Zomato share price have surged nearly 20% in the past month. As of 09:18 am IST, the shares were trading at ₹228.62 on the NSE.
Zomato's food segment handles approximately 870 million orders annually. An increase of ₹1 in the convenience fee per order could positively impact EBITDA by ₹85-90 crore, representing a 6-7% increase in profitability, according to Karan Taurani, Senior Vice President-Research Analyst at Elara Capital.
If the platform fee hike were applied across all cities, it could improve profitability by 30-35 basis points (currently at 20.6% as of Q4FY24). However, since the hike is only effective in selective markets, the positive impact on EBITDA might be just 1-2% (5-10 bps), Taurani added.
Taurani also predicts that Zomato's platform fee could rise to ₹8-10 per order in select metro markets over the medium term, which would help offset the negative impact of zero delivery charges from loyalty programs.
"We do not foresee a significant increase in restaurant commissions in the near term, as they have largely plateaued.

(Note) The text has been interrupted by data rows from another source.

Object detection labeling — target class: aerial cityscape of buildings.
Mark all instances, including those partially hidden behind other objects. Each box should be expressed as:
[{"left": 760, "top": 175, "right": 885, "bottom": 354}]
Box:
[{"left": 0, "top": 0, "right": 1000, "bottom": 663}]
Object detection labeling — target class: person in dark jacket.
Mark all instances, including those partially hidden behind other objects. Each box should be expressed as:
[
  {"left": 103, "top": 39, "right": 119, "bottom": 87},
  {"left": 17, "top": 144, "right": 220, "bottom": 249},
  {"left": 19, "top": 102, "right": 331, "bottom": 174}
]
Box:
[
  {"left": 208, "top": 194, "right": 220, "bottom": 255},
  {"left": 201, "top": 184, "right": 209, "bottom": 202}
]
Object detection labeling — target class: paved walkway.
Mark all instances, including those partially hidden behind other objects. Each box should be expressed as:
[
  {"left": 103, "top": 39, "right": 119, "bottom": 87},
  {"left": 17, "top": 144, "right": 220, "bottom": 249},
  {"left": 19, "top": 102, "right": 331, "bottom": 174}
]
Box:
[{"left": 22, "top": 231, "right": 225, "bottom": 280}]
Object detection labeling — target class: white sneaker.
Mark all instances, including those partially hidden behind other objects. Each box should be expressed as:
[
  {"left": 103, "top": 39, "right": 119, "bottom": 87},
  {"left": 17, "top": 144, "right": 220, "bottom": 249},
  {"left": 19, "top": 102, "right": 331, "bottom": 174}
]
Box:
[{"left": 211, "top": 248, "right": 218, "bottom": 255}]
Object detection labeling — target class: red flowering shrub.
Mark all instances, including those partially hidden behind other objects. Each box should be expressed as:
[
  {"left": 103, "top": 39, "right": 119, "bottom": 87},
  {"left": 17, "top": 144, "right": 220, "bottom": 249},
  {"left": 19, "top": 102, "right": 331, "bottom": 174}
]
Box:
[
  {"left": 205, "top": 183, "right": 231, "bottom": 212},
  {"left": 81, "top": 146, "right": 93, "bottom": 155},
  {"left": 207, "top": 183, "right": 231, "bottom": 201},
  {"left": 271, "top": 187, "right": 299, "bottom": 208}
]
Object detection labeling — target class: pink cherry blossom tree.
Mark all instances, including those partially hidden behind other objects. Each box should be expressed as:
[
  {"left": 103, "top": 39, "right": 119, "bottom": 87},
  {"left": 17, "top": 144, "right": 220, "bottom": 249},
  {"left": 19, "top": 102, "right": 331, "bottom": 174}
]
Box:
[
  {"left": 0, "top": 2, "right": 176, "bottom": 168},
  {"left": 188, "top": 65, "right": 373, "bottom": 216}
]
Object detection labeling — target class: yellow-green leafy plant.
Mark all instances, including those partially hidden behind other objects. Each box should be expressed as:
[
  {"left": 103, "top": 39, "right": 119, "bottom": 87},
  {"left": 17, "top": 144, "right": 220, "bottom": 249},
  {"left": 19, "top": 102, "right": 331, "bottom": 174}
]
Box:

The main factors for adjusting EBITDA as a percentage of GOV towards management's medium-term guidance of 4-5% (currently at 3.3% in Q4FY24) will be ad revenue and the platform fee," he stated.
This marks the fifth time Zomato has raised its convenience fee in the past year, moving from ₹2 to ₹5 incrementally. Additionally, adjusted EBITDA as a percentage of Gross Order Value (GOV) has increased by 80 bps to 3.3% in Q4 FY24 since the fee was first introduced in Q2 FY24.
Taurani has already projected significant margin expansion for Zomato’s food business, estimating an EBITDA CAGR growth of 35% (excluding ESOPs) over the next two years, with take rates rising from the current 19.7% to 21% during the same period.